In McDonnel, the contract at issue was a builder’s risk insurance policy. The insurance policy contained a provision in which the policyholder agreed to arbitrate its disputes with the insurers. A claim was made, coverage was denied, and a lawsuit was filed in federal court by McDonnel against the insurers. The insurer’s moved to dismiss the federal court action on the basis that the insurance policy contained an arbitration provision. McDonnel contended that the arbitration provision was “amended out” of the agreement by a provision in the policy that conformed the policy to applicable state law, thereby triggering the effect of another state law that nullified any arbitration clauses related to insurance policies covering property located in the state.

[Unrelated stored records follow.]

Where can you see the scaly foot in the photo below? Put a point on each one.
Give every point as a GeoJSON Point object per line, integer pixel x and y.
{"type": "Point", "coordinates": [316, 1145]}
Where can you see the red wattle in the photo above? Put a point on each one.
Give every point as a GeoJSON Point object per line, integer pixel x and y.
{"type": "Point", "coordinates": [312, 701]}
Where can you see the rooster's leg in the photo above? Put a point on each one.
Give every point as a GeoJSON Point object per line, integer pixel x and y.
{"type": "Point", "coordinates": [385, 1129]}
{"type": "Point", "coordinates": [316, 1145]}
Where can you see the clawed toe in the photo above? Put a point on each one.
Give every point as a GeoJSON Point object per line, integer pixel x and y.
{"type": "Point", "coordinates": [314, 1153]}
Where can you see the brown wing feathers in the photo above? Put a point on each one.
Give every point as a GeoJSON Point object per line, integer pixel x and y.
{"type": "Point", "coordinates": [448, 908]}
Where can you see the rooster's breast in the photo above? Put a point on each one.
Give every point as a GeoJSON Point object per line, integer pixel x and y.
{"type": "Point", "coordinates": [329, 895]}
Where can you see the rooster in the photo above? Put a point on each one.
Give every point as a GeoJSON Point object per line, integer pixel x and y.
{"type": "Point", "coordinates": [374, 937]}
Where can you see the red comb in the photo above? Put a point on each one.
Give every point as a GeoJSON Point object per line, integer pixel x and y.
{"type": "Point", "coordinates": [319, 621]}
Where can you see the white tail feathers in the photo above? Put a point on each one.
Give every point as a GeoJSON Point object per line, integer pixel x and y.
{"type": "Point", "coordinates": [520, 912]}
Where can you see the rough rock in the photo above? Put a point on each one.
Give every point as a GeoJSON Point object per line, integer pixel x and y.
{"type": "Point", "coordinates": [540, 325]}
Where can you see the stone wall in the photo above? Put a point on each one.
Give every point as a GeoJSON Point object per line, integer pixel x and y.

The court characterized the legal issue as one of preemption, federal law trumping state law. The federal law that the state law was up against was a commercial treaty adopted in the 50’s. The court wrote, “In 1958, the United States joined and adopted the Convention, an international commercial treaty, to “encourage the recognition ... of commercial arbitration agreements in international contracts …” When the Convention is applicable, courts of signatory states must “at the request of one of the parties, refer the parties to arbitration, unless it finds that the ... agreement is null and void, inoperative or incapable of being performed.” Id. at art. II(3). Because the Convention was an act of the executive branch and the Senate, the McCarran-Ferguson Act which nullifies any federal law affecting state laws related to the insurance industry derived from an “Act of Congress,” was held not to apply.

The motion to dismiss was granted and the case was referred to arbitration.

The take-away is to beware of international laws and conventions when a construction project includes international components. Hometown advantage may be trumped by international laws adopted by the federal government.

Brian R. Gaudet is with Kilpatrick, Townsend & Stockton, LLP, Houston, Texas.